A natural question comes to mind: why doesn’t an app like that exist in Western countries yet? Well, there are a couple of key reasons:

  1. Consumers and regulators alike are wary of providers holding so much personal information and power. In China, WeChat actually had government support, integrating public services into the app. As well, expectations of personal privacy are completely different in China than in Western countries
  2. Unlike China, which rapidly adopted digital payments, North America and Europe had preexisting near-ubiquitous financial networks in place. Super apps were a game changer for millions of unbanked consumers in China and beyond.

The situation is changing rapidly though, and 2023 could be the year that the foundations are laid for a clash of various Big Tech incarnations of the super app.

In late 2022, Microsoft was rumored to be building a super app using Bing as the foundation, and recent investment into ChatGPT adds fuel to that fire. Even Elon Musk hinted at his ambitions to turn Twitter into a one-stop-shop for just about everything.

There are still significant barriers to bundling a plethora of services into a single app, but that isn’t stopping companies from racing to be the one to do it. To the victor go the spoils.

The Resiliency of Life Extension

The concepts of immortality and age reversal have been a preoccupation of mankind since the dawn of time, so it stands to reason that technology that promises extra lifespan and quality of life continues to be compelling for individuals and investors alike.

Players in this space can approach life extension and anti-aging from a number of different angles, from supplements to tinkering at the cellular level.

Two high-profile examples in this space are Calico, which is a subsidiary of Alphabet, and the Jeff Bezos-backed Altos Labs.

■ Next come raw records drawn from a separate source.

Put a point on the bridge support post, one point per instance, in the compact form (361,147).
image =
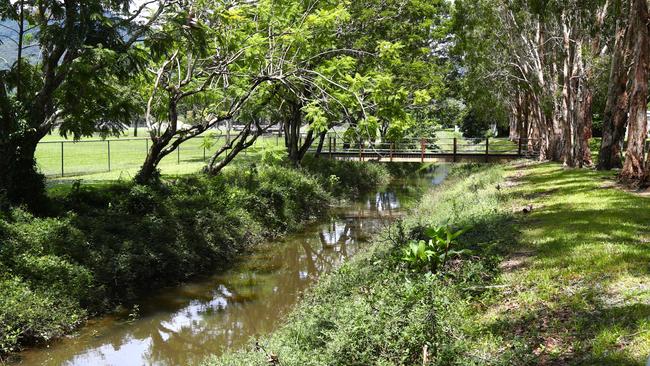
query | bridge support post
(422,146)
(330,146)
(455,149)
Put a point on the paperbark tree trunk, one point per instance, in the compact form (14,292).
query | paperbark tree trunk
(633,168)
(610,155)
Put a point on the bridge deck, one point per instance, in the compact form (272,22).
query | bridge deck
(432,150)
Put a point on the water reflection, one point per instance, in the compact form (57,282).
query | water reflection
(181,326)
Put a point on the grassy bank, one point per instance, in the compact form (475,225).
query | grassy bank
(577,290)
(565,284)
(105,245)
(377,310)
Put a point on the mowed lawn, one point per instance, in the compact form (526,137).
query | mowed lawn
(578,290)
(88,158)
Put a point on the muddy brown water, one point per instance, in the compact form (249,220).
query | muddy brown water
(185,324)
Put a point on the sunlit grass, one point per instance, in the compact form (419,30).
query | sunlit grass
(88,159)
(582,292)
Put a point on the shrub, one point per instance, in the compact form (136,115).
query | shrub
(110,244)
(375,311)
(354,178)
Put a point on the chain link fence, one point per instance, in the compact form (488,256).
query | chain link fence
(67,158)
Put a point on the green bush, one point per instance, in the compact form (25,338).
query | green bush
(113,243)
(374,310)
(353,177)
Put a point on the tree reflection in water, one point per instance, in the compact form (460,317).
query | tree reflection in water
(183,325)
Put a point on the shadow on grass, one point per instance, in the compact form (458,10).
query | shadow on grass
(572,304)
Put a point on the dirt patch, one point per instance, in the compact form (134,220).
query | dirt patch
(516,261)
(614,184)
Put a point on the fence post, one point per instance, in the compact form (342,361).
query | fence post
(62,158)
(455,149)
(422,146)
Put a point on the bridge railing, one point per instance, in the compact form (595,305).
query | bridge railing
(432,147)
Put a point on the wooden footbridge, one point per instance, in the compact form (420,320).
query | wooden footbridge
(482,150)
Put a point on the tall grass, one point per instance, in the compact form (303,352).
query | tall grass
(106,245)
(375,311)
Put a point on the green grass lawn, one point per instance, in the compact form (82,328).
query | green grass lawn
(88,158)
(577,291)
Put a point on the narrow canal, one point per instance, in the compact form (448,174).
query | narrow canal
(183,325)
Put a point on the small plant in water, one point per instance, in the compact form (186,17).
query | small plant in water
(432,254)
(134,314)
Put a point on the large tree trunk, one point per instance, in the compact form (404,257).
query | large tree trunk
(610,155)
(633,168)
(587,118)
(296,146)
(149,169)
(20,183)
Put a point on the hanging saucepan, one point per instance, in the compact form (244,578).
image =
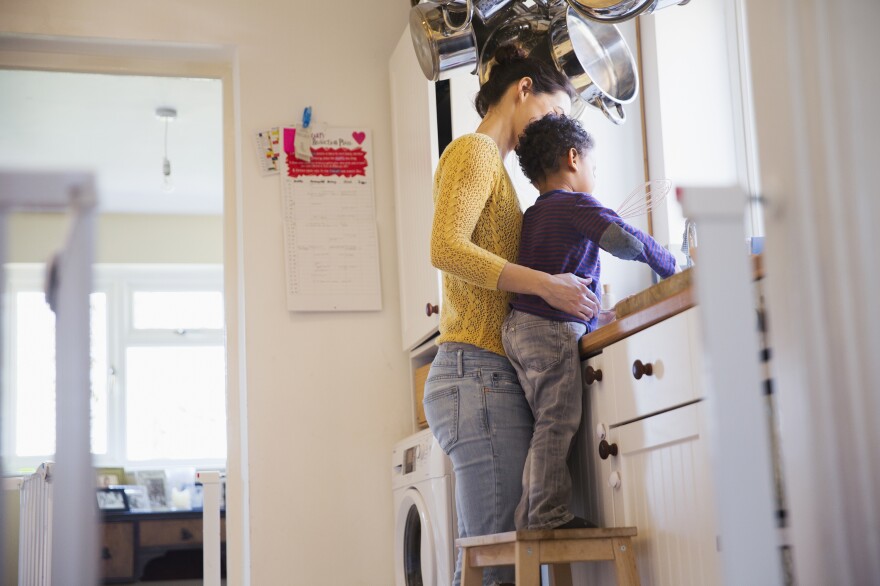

Other billionaires have expressed an interest in life extension as well, including Peter Thiel, who has definitive views on mortality.

I believe if we could enable people to live forever, we should do that. […] I think it is against human nature not to fight death. – Peter Thiel

In 2023, look for more investment and news from startups focused on gene therapy, genome analysis, regenerative medicine, or “longevity in a pill”.

Beyond Plastic: The Bio-Based Materials Boom

Public pressure is mounting for producers of consumer goods to change the way they manufacture their products.

The good news is that many of the largest producers of consumer packaged goods and apparel have some kind of plan in place to use more post-consumer recycled plastic in their products. The bad news is that not enough plastic is recycled globally for companies to source enough material to produce their products more sustainably. As a result, many companies are exploring the option of ditching plastic entirely.

For example, materials derived from seaweed are an active area of innovation right now. Mushrooms and algae are also commonly-used materials from nature that are being used to create biodegradable products. In one particularly interesting example, a company called MycoWorks recently began working with GM Ventures to explore the use of mycelium-based leather alternatives in GM’s vehicles.

While researchers and companies are just scratching the surface of what’s possible, consumers are likely to see more tangible examples of bio-based materials popping up in stores. After all, brands will be very eager to talk about their increasingly plastic-free product lines.